И дальше мы всю жизнь подыскиваем себе людей, на мнение которых можно ориентироваться. Отбор производится подсознательной, но все-таки логикой, и ее возможно воспроизвести. Ну, приблизительно так: он с очевидностью желает мне добра; общеизвестно, да и видно, как он умен и сведущ в том, что говорит;
он увлечен, он убежден, уверен, говорит открыто и явно искренне;
это совершенно совпадает с тем, чего я, в сущности, и сам хочу;
он симпатичен, прозорлив и проницателен; ему верят все вокруг, нелепо быть исключением; я не уверен, я колеблюсь, плохо осведомлен, а это — явный профессионал.
И всякое тому подобное. Поэтому во все века любой — от мелкого торговца до великого духовного пастыря — настаивает прежде всего на том, что желает добра и выгоды, что знает нечто, что уполномочен свыше и что безусловно одобряем кем-то, кто является заведомым авторитетом.
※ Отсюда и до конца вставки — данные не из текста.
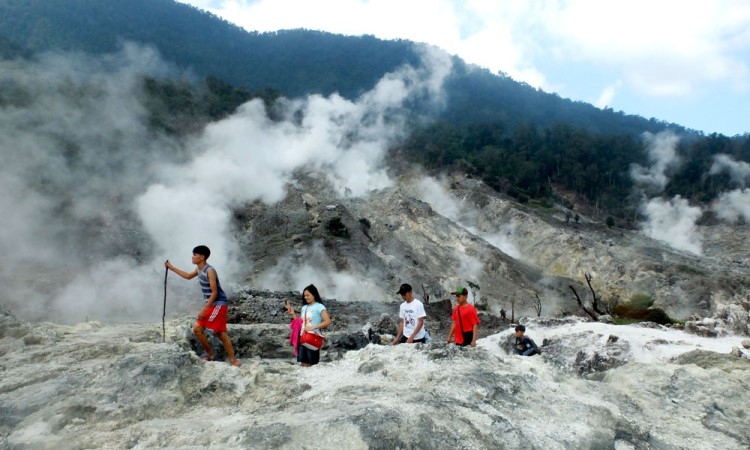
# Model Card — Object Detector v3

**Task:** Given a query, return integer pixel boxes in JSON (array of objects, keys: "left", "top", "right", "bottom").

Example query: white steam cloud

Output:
[
  {"left": 0, "top": 45, "right": 451, "bottom": 322},
  {"left": 630, "top": 131, "right": 703, "bottom": 255},
  {"left": 709, "top": 154, "right": 750, "bottom": 224},
  {"left": 711, "top": 189, "right": 750, "bottom": 224},
  {"left": 259, "top": 242, "right": 393, "bottom": 301},
  {"left": 708, "top": 154, "right": 750, "bottom": 188},
  {"left": 137, "top": 44, "right": 451, "bottom": 280},
  {"left": 630, "top": 131, "right": 680, "bottom": 192},
  {"left": 641, "top": 195, "right": 703, "bottom": 255},
  {"left": 417, "top": 177, "right": 521, "bottom": 258}
]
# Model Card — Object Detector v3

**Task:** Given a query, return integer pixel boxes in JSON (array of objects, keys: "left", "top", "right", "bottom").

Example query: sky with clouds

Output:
[{"left": 180, "top": 0, "right": 750, "bottom": 136}]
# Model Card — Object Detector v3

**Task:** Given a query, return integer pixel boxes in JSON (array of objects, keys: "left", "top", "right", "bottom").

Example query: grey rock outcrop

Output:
[{"left": 0, "top": 312, "right": 750, "bottom": 450}]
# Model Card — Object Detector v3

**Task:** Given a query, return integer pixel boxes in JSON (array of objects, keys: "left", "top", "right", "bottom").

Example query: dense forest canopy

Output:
[
  {"left": 0, "top": 0, "right": 689, "bottom": 135},
  {"left": 0, "top": 0, "right": 750, "bottom": 221}
]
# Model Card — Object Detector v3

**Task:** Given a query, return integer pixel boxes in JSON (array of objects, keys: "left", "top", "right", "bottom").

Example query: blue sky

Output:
[{"left": 181, "top": 0, "right": 750, "bottom": 136}]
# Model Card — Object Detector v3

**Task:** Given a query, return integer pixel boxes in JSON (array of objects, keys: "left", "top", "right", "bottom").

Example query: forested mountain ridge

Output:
[
  {"left": 0, "top": 0, "right": 686, "bottom": 135},
  {"left": 0, "top": 0, "right": 750, "bottom": 221}
]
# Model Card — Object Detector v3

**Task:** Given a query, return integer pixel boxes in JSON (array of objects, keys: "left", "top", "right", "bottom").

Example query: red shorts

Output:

Обращенное к человеку слово если не всегда действует внушающе, то все же проникает и хранится где-то. Поэтому яд медленного внушения от слов Яго постепенно проникал в душу Отелло, отсюда правота гнусного наставления «клевещи, клевещи, что-то останется», отсюда неодолимо западающий в разум сухой остаток любой проповеди и любого внушающего нажима. Особенно одетого в факты (даже подтасованные), особенно горящего убеждением и пафосом (даже бенгальским), особенно подкрепленного авторитетом (даже умышленно раздутым).
До сих пор я вспоминаю с благодарностью ту выцветшую обветшалую книжку, до сих пор я помню ослепительное чувство счастья, охватившего меня в процессе чтения. И наплевать мне было, что я читал элементарные, давно общеизвестные азы, что лишь моим дремучим невежеством объяснялась та высокая радость постижения, которую я испытывал. Мне и сейчас не стыдно, что произошло это со мной в том возрасте (уже под тридцать), когда давным-давно пора было открыть глаза. Не стыдно потому еще, что знаю сверстников, с которыми и посейчас того не случилось.